[Top][All Lists]
[Date Prev][Date Next][Thread Prev][Thread Next][Date Index][Thread Index]
Re: [lmi] an xml schema for (single|multiple)_cell_document file XML for
From: |
Greg Chicares |
Subject: |
Re: [lmi] an xml schema for (single|multiple)_cell_document file XML format |
Date: |
Mon, 27 Feb 2012 15:34:30 +0000 |
User-agent: |
Mozilla/5.0 (Windows NT 5.1; rv:8.0) Gecko/20111105 Thunderbird/8.0 |
On 2010-08-09 16:28Z, Vadim Zeitlin wrote:
> On Sun, 08 Aug 2010 16:28:55 +0000 Greg Chicares <address@hidden> wrote:
>
> GC> On 2007-12-27 12:43Z, Evgeniy Tarassov wrote:
> GC> >
> GC> > The newer version of XML Schema files for cns/ill files could be
> downloaded
> GC> > from lmi project download area at savannah:
> GC> > | http://download.savannah.nongnu.org/releases/lmi/cell_document.tar.bz2
> GC>
> GC> If we were doing this all over today, would XML Schema still be a good
> choice,
> GC> or is something else like RELAX NG or Schematron clearly better now?
>
> I'm not aware of any dramatic changes in the XML validation area since the
> last 3 years so I'd be tempted to say no, i.e. that XML Schema still
> remains a decent choice because even though RELAX NG has its advantages
> over it (notably relative simplicity) it's still less standard/supported by
> various tools than it. As for Schematron, I believe it's mostly used in
> addition to either XML Schema or RELAX NG and not solely on its own anyhow.
>
> I could look more into recent developments in this area but, frankly, I
> doubt that we're going to find any earth shattering revelations. IMHO it
> would make sense to stick with XML Schema even if subjectively I like RELAX
> NG "compact syntax" (http://en.wikipedia.org/wiki/RELAX_NG#Compact_syntax)
> a lot.
I wonder whether we should reconsider that, and perhaps use RELAX NG
instead.
I imagine XML Schema is still more widely supported, but I'm not sure
that matters much to us. We can use 'xmllint' with
--relaxng schema : do RelaxNG validation against the schema
and distribute an msw 'xmllint' binary to any vendor that needs it
(they all have the ability to run msw).
I think we shouldn't routinely validate files that were created by lmi
itself: they're presumptively valid, so any accidental mistake in the
schema would be a nuisance for end users; and an extra validation step
would make files load more slowly. We should use it for files that are
created by an external vendor system (e.g., admin-system extracts that
supply information for policies already in force). Probably that could
be done by adding an 'xmllint' command to the script that retrieves the
"extract"; if we wanted to embed it in lmi for this use-case, then we
could ask for a RELAX NG capability to be added to xmlwrapp, for which
this public-domain extension might be useful:
http://www.ncbi.nlm.nih.gov/IEB/ToolBox/CPP_DOC/doxyhtml/schema_8hpp_source.html
Our practical reason for a schema is to prevent misunderstandings.

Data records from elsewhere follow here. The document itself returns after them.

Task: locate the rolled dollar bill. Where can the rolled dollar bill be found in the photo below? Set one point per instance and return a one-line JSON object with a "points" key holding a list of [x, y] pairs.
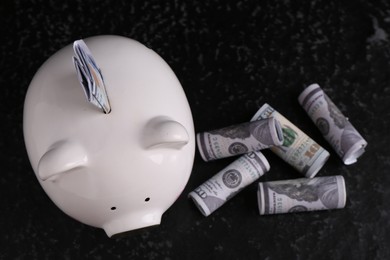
{"points": [[298, 149], [239, 139], [334, 126], [227, 183], [320, 193]]}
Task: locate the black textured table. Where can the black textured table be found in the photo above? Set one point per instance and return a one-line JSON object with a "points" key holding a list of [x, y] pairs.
{"points": [[230, 57]]}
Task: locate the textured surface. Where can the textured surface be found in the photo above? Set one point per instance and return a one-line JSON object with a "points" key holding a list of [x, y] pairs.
{"points": [[230, 57]]}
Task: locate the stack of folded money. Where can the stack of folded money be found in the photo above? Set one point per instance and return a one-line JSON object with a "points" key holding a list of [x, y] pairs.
{"points": [[268, 129]]}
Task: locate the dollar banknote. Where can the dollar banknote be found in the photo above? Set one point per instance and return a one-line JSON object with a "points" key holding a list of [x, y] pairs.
{"points": [[212, 194], [297, 149], [334, 126], [320, 193], [239, 139], [90, 76]]}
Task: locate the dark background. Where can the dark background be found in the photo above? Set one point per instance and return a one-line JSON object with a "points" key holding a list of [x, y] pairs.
{"points": [[231, 57]]}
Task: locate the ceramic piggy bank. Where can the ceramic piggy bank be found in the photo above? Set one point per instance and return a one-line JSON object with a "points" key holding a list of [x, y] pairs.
{"points": [[120, 170]]}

If a
schema is part of the specification for externally-supplied files, then
validation failure is presumptive failure to fulfill the specification.
For example, if an element such as
<Gender>Male</Gender>
is required but missing, a schema can detect that; and it can also flag
<Gender/>
or
<Gender>None</Gender>
as invalid if allowable values are given as {"Female","Male","Unisex"}.
We wouldn't need the complex rules lmi enforces, like
if <StateOfJurisdiction> is "MT" then <Gender> must be {"Unisex"}
; such rules are manifold and complex, and in practice unlikely to be
violated.
For now, only '.cns' and '.ill' files need be covered. Obsolete historical
versions needn't be supported; we'd want schema support only for current
and future versions. (Note that '.cns' files have a container-version and
an item-version:
<?xml version="1.0"?>
<multiple_cell_document version="1"> <!-- CONTAINER OF CELLS -->
<case_default>
<cell version="6"> <!-- CELL ITEMS -->
which we would expect to increment separately).